【新種牡馬パドトロワの正体】芝&ダート兼用でマイルまでカバー

2018年08月15日 21時34分

パドトロワ

【新種牡馬の正体2018:連載4】「500キロを優に超える恵まれた馬格で、現役時代は使い減りすることなく、いろんな競馬場で結果を残してきた馬ですからね。やはり産駒を見ても体が大きく、父の特長をしっかり受け継いでいる感じがします」

 レックススタッドの石川氏はパドトロワの印象をこう語る。スウェプトオーヴァーボードの産駒はスリムな馬が多いだけに異質の存在。と同時に体形を感じさせない軽快なスピードが何よりの魅力だ。

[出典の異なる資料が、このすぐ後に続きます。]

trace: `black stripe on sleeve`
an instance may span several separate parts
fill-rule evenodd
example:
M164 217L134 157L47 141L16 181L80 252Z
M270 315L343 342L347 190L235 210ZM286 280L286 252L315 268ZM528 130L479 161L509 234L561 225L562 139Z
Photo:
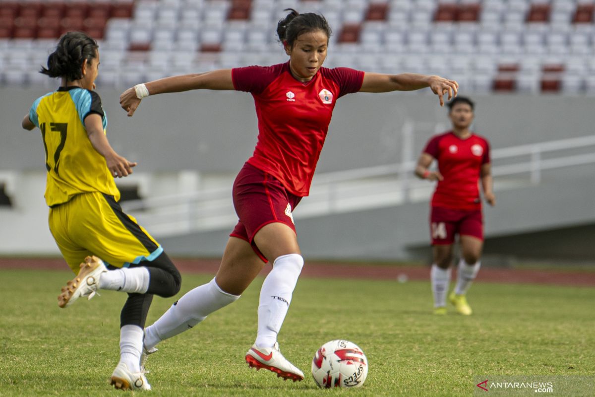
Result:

 一方、母系に目を向けると、中日新聞杯を制した母グランパドドゥに、ローズS勝ちの祖母スターバレリーナと中距離での活躍が目立つが、フジキセキの影響が色濃く出ている産駒はやはり短距離が主戦場となろうか。

「まだ分からない部分はありますが、距離はマイルくらいまでが理想かと思います。道営でエムティアン(函館2歳S=4着)が活躍していますし、スウェプトオーヴァーボードの父がエンドスウィープなので、ダートもこなせるようですね」

 距離に限界はあっても、芝、ダートは問わずとみていいだろう。

 初年度は50頭とやや少なめだが、すでにそのポテンシャルの高さは示している。父と同じ鮫島厩舎の管理馬ジゴロが函館芝1200メートルで新馬V。JRAでの産駒初出走での勝ち上がりだった。

「2年目はケガもあり29頭と減りましたが、昨年は48頭と初年度と同じくらい。幸先いいスタートを切れたので、これからの活躍を期待してます」

 2歳秋のデビューから、7歳夏まで息の長い競走生活を送った父同様、タフネスな産駒を送り出してくれるのでは。